By Tim Penman
As junior pitcher Dylan Mulvihill worked out his arm on the sidelines of practice, he smiled at several Evanston teammates teasing him while flexing their muscles like Randy “Macho Man” Savage.
The hard throwing righty, along with right-handed senior Russell Snapp, leads an impressive Wildkit starting rotation that aims to guide the team one step further than last year’s 4A supersectional berth and into the four-team state tournament.
“[In the postseason] I learned that pitching carries the team,” Mulvihill said. “We are a good one-two punch.”
After setting a school record for postseason victories by winning regional and sectional titles last year, Evanston came within three outs of reaching the tournament before giving up four late inning runs to South Elgin in anguishing fashion.
Although the defeat was a major disappointment, the Wildkits said they can build on the experience they gained from a four-win playoff run.
“Last year shouldn’t be a fluke,” Mulvihill said. “We can be up there with the perennial powerhouses every year.”
Snapp is a finesse pitcher and has been working on adding a changeup to an arsenal that already includes a slider, curve, and fastball, he said. He hopes adding the pitch will help him achieve his goal of beating the school win record of 11, a feat he came within two games of last season, going 9-3.
“Last year [Snapp] was dominant,” said Evanston coach Frank Consiglio. “He’s very even keeled, does what he needs to do and just beats people.”
Mulvihill relies on his fastball more and said the past summer was a turning point because he had a growth spurt that helped him add six miles per hour to his fastball. His fastball now tops out at 88 mph.
“[Snapp] and I are different types of pitchers,” Mulvihill said. “He isn’t overpowering, while I’m going to try and use my strength to my advantage.”
Evanston is now 9-2-1 and are coming off a 10-0 victory over John F. Kennedy on Tuesday.
Consiglio said he admires Mulvihill’s work ethic and loves the fact that he is a two-sport athlete who started in about a third of Evanston’s basketball games last season.
“Generally our multi-sport guys are more dynamic,” Consiglio said. “They have better instincts. We really like that because we like guys who can play multiple positions.”
While Evanston lost its best offensive player, Eli Otting, last year to graduation, their pitching and defense remains reliable, according to Consiglio. Following Snapp and Mulvihill are starters James Allen and Zach Anderson.
“We have very high expectations,” Consiglio said. “We are strong where we need to be strong.”

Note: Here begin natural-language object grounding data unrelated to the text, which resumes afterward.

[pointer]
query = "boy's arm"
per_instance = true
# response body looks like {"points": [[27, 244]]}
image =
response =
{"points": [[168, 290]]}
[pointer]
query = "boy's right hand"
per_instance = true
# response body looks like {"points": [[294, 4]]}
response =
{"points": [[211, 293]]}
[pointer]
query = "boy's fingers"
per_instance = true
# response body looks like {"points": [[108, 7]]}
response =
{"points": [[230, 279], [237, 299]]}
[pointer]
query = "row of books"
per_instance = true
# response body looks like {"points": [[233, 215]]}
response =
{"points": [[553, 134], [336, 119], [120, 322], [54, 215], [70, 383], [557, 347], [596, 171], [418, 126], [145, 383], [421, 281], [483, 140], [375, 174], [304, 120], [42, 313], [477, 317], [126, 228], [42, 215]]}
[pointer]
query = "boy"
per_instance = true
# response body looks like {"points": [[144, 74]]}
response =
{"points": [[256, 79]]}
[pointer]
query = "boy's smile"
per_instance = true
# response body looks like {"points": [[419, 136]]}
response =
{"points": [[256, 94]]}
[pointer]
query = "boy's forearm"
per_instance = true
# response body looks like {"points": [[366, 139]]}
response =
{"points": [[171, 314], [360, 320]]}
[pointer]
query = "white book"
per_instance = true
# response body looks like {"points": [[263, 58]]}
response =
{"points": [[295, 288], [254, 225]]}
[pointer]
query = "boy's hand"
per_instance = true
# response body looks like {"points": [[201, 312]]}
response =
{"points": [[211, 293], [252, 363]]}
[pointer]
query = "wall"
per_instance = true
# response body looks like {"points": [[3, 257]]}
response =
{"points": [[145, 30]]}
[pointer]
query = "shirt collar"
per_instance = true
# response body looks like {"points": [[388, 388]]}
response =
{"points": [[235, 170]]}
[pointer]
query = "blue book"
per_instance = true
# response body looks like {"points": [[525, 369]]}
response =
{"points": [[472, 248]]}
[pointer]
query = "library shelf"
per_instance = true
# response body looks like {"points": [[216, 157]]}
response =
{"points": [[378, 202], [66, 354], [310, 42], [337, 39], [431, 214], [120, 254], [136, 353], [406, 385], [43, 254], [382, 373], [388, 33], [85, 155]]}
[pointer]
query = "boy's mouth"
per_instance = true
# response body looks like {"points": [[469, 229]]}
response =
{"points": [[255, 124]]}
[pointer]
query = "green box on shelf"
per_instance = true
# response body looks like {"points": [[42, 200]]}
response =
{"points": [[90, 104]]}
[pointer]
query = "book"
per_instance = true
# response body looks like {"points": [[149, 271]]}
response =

To cope with an offensive lineup that will likely be weaker, Consiglio said his team will look to be more aggressive on the base paths while waiting for timely hits and momentum created from pitchers like Snapp and Mulvihill.
“I don’t know if it’s too early to say, but I think [Mulvihill] is going Division I,” Snapp said. “I think we both have strengths in different areas so teams that see us in back-to-back games don’t know how to handle it.”
That confidence has rubbed off on Mulvihill.
“Teams are going to have to fight against [Snapp] and then fight against me,” Mulvihill said. “It should be tough for them to take us both.”